Unknown speaker (HDXPSUNK) [479] Quarter. [laugh]
Unknown speaker (HDXPSUNK) [...]
Graham (PS2MS) [480] I'll give you that,
Unknown speaker (HDXPSUNK) [...]
Graham (PS2MS) [481] [...] yeah.
[482] Right, over to the right, erm ... erm, give me another important piece of documentation.
[483] Map was one ...
Unknown speaker (HDXPSUNK) [484] The invoice.
Graham (PS2MS) [485] The invoice.
[486] I'll pass it across.
Unknown speaker (HDXPSUNK) [487] [...] created
Unknown speaker (HDXPSUNK) [488] How about the user manual?
Graham (PS2MS) [489] Well, yes, er well ... that's one I was after.
[490] There's two pieces that are missing.
[491] Not including the user manuals.
[492] Can't give you that one.
[493] [laugh] Two other useful pieces of documentation.
Unknown speaker (HDXPSUNK) [494] What amount.
Graham (PS2MS) [495] No, he [...] he's said that one before.
Unknown speaker (HDXPSUNK) [496] Is there a design document?
Graham (PS2MS) [497] Well, may well be, but er, I wasn't after that ... Has anybody think of anything?
[498] We only did it er, seven minutes ago, it shows you how quickly you forget.

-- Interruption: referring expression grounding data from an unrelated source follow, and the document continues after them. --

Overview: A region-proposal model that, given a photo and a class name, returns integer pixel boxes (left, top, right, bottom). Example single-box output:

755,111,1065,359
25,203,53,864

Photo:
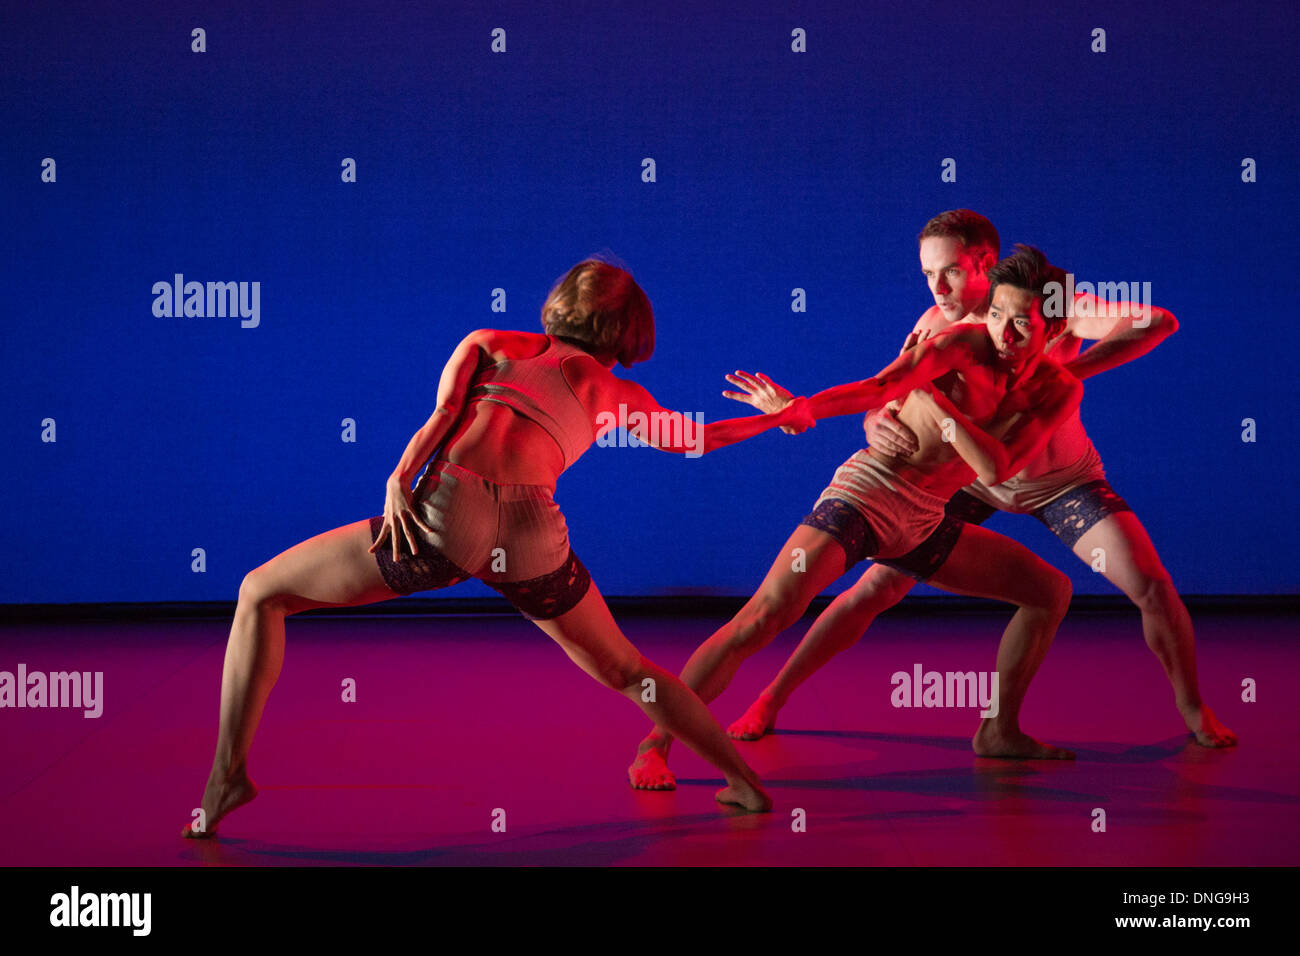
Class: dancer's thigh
244,519,402,614
926,525,1063,607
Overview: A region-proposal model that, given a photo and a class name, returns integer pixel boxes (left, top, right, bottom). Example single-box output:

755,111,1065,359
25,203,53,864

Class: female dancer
183,258,815,836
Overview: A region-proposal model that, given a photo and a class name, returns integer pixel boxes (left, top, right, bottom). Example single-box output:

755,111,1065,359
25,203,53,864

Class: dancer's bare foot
1180,702,1237,748
728,692,780,740
628,746,675,790
181,766,258,839
973,722,1075,760
715,778,773,812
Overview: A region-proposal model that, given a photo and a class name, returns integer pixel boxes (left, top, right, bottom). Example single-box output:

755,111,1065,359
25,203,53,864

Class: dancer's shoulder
462,328,550,363
1028,357,1084,406
921,322,987,362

[499] Er, list of the file names, that's one of them, and one of them, open this to everybody, anybody who can get it, gets a point. [blowing nose]
Unknown speaker (HDXPSUNK) [500] What directories in it.
Graham (PS2MS) [501] No, well, maybe, but er, it wasn't what I was after.
Unknown speaker (HDXPSUNK) [502] [...] updated modifications ...
Graham (PS2MS) [503] Er, well, that's part of what's on the spreadsheet, [...] It's some sort of diagram.
Unknown speaker (HDXPSUNK) [...]
Graham (PS2MS) [504] Sorry?
Unknown speaker (HDXPSUNK) [...]
Graham (PS2MS) [505] Not exactly, well, not exactly [...]
Unknown speaker (HDXPSUNK) [...]
Graham (PS2MS) [506] Diagram representing the things that are in the system ...
Unknown speaker (HDXPSUNK) [507] [...] folders
Graham (PS2MS) [508] Files is that what you said?
Unknown speaker (HDXPSUNK) [509] I said folders actually [laugh]
Unknown speaker (HDXPSUNK) [...]
Unknown speaker (HDXPSUNK) [510] Yeah, files. [laugh]
Unknown speaker (HDXPSUNK) [511] Well, you already got one [...]
Graham (PS2MS) [512] Well, I don't think anybody got it really.
[513] There was too many [...] .
[514] So let's see, the left got seven, that's nine, and the right got er, three, four [...]
Unknown speaker (HDXPSUNK) [515] Who's that for?
Unknown speaker (HDXPSUNK) [...]
Graham (PS2MS) [516] Right, thank you all very much for having [...] formulas now.